Children in the Northern Territory are four times more likely than the rest of the nation to have contact with the child protection system, a Productivity Commission report has found.
The number remained extremely high despite well above half a billion dollars being spent per year by the Commonwealth and NT Government, the draft report on Expenditure on Children in the NT released on Thursday said.
About 27 per cent of children lived in areas with high levels of socio-economic disadvantage, far higher than the national average.
About 42 per cent of the 63,000 children living in the NT are Aboriginal.
The risk of harm was exacerbated by higher poverty, unemployment, overcrowding, mental health issues, substance abuse and family violence.

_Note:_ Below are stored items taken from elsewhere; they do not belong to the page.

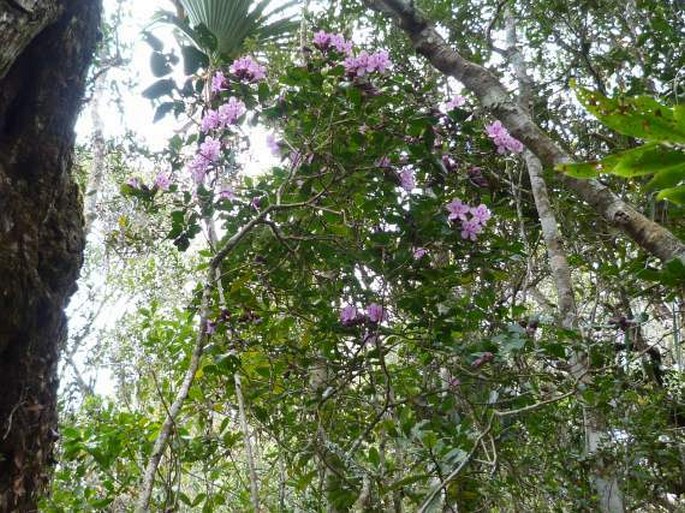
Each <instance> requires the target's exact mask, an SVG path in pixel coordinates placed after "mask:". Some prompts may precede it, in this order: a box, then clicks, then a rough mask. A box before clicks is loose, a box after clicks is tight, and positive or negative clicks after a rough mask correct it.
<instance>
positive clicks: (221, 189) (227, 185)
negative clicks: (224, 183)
mask: <svg viewBox="0 0 685 513" xmlns="http://www.w3.org/2000/svg"><path fill="white" fill-rule="evenodd" d="M219 198H221V199H227V200H231V201H232V200H234V199H235V191H234V190H233V188H232V187H230V186H228V185H226V186H225V187H223V188H222V189H221V191H219Z"/></svg>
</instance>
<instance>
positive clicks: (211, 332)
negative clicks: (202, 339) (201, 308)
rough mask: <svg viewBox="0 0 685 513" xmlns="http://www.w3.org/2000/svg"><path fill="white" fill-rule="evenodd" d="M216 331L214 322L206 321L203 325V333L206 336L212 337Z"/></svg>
mask: <svg viewBox="0 0 685 513" xmlns="http://www.w3.org/2000/svg"><path fill="white" fill-rule="evenodd" d="M215 331H216V322H215V321H209V320H208V321H207V323H206V324H205V333H206V334H207V335H212V334H213V333H214V332H215Z"/></svg>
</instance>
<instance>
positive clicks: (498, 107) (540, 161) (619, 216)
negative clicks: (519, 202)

In 2018/19, governments collectively spent about $538 million, through nine funding agencies and more than 700 grants to over 500 service providers.
But significant taxpayer funds were wasted because the Commonwealth and NT made funding decisions in relative isolation which lead to "fragmentation, inefficiencies in service delivery, and significant overlap in expenditure effort", the report found.
One example was the North Australian Aboriginal Justice Agency receiving funding in 2018/19 from 11 different grants totalling $6.5 million from the Department of Prime Minister and Cabinet - all for the provision of legal services in the NT.
There was some goodwill and good practice but a fundamental change in approach was needed to better coordinate funding decisions between the two governments, Productivity Commission Chair Michael Brennan said.
"Governments are operating in isolation. We saw too many examples where one agency didn't know what others were doing," he said.
"The system is so fragmented that governments can't know where all relevant services are being delivered and whether they're having an impact on the lives of children and families.
"There are overlaps, gaps and duplication in services."
There should be external oversight of the reforms by NT Children's Commissioner Colleen Gwynne, it said.
The report recommended local communities work with regional government staff to decide what they needed with "fewer decisions made in Canberra and Darwin".
"Grants are too short and too uncertain. Longer contracts and more certain funding is needed to deliver children and family services in the Northern Territory," Mr Brennan said.
The study originated from the Royal Commission into the Protection and Detention of Children in the Northern Territory, which followed the airing in 2016 on ABC's Four Corners of violence by guards against youths at the Don Dale Detention Centre.